Musicalta is a classical music festival and school, founded in 1996 in Lapoutroie, France. Musicalta takes place every year between 15 July and 15 August, in Rouffach, France.

Musicalta also organizes concerts out of Alsace such as Maxim Vengerov's recital at Théâtre des Champs-Elysées in Paris, on 23 February 2013, and further announces concerts on 15 March 2014 in Paris and 16 April 2014 in Lyon.

== History ==
The first concert was played in 1994 in Lapoutroie, Alsace in the Vosges mountains, followed soon thereafter by concerts organized in Labaroche and Trois-Epis.

In 1995, the Festival organised five additional concerts thanks to its first budget of 14,000 FR. In 1996, the brand “MUSICALTA” was formed.

In 2001, Musicalta moved to the Alsace plain, in the Pays de Rouffach, Vignobles et Châteaux.
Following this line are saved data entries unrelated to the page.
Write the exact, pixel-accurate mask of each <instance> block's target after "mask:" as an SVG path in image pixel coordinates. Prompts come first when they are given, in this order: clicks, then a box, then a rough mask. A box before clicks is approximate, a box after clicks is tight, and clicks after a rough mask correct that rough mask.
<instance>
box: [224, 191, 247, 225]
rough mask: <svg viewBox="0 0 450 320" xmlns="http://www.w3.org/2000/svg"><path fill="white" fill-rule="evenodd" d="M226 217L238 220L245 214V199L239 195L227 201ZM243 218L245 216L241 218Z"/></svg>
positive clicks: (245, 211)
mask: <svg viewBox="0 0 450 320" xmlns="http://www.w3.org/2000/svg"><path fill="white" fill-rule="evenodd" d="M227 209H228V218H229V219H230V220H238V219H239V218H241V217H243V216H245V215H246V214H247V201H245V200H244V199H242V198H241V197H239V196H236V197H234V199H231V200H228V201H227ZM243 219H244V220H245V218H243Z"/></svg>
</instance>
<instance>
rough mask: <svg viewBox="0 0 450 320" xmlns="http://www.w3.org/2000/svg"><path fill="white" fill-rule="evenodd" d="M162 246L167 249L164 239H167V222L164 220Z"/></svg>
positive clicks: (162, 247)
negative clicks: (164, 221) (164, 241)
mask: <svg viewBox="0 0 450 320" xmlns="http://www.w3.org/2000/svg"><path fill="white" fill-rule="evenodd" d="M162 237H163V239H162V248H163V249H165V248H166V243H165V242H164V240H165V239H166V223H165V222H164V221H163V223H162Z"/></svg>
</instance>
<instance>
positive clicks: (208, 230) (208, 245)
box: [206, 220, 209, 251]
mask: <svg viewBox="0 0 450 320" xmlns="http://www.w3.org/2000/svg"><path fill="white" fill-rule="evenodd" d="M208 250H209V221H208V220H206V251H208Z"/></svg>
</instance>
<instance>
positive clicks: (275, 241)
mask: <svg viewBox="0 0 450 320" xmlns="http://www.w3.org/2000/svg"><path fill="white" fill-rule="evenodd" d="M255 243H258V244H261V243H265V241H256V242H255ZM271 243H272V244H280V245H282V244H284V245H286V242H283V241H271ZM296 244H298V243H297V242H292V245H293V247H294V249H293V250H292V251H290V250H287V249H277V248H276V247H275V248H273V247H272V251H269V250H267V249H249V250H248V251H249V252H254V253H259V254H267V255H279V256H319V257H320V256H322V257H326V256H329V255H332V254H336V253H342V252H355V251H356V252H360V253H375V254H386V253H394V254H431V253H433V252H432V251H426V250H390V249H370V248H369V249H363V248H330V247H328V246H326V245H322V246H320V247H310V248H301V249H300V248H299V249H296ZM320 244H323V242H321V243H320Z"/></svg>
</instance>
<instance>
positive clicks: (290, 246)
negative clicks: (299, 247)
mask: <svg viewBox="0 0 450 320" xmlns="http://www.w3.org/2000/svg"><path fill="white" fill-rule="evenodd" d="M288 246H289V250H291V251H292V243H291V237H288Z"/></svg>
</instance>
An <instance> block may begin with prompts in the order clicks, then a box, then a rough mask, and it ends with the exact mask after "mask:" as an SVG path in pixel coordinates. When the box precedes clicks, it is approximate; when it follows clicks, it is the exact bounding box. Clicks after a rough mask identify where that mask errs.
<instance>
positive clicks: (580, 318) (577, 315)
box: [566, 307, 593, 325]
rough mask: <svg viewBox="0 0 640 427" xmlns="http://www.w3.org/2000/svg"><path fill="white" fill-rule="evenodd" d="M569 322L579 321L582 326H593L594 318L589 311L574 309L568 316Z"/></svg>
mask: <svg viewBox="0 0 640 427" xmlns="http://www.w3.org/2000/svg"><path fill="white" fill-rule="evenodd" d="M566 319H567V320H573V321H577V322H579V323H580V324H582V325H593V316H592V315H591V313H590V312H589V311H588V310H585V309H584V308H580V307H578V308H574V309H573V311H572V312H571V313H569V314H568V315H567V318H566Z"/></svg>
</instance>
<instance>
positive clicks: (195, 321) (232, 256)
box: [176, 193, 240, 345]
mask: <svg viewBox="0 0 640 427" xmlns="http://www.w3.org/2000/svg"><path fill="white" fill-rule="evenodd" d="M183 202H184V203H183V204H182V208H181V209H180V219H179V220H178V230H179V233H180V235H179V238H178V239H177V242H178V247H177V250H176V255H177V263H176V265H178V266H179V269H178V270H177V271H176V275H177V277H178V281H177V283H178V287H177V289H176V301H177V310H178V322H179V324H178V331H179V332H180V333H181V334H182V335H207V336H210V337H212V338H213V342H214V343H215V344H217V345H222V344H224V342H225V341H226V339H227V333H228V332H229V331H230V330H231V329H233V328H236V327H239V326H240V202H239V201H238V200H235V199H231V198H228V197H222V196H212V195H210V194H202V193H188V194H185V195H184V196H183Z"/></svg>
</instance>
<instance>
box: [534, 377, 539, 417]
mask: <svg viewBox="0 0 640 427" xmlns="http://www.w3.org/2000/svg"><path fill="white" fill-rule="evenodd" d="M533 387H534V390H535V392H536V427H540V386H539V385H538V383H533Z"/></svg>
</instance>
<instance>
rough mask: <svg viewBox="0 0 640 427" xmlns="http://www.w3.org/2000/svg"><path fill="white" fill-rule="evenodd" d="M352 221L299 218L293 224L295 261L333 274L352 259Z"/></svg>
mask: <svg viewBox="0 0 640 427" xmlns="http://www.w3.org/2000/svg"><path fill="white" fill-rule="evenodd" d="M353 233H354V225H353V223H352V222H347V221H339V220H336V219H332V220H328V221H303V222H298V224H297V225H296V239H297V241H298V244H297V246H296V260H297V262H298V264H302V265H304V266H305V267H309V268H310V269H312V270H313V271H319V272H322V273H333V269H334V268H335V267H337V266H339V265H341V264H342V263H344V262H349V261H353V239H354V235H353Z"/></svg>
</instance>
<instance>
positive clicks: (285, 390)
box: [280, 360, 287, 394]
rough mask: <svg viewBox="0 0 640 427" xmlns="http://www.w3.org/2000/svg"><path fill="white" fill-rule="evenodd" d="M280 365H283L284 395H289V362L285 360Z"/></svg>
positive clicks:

Musicalta Festival adapted its capacities to welcome spectators and students in a natural and architectural environment, on the Wine Road.

== Festival ==
In 2012, 8,000 spectators attended the Musicalta festival. It currently takes place in towns of Pays de Rouffach, Vignobles et Châteaux. A Festival concert is also given each year in the Dominican monastery of Guebwiller.

The artistic director, Francis Duroy, offers a broad program of a repertoire that crosses several centuries of music. In Musicalta, musical works of the 18th century and contemporary creations, today's music and electro acoustic music are played together in concerts. The Musicalta presents lesser-known composers too, such as in 2000, the tribute for Charles Koechlin and in 2002, the tribute for Guillaume Lekeu.

=== Invited artists ===
From the start, in Trois-Epis, in Labaroche and then in Rouffach, the Festival has hosted formations such as the Fine Arts Quartet, Gilles Apap, Philippe Bernold, Augustin Dumay, and Jean-Philippe Collard.

== Academy ==
The first music academy took place in 1994 and one year later the chamber music class opened. Musicalta Academy was officially founded in 1996, welcoming about 20 students. Students partake in a range of activities, including an instrumental workshops, string ensemble training, and lectures. Musicalta Academy also offers complementary workshops such as chamber music.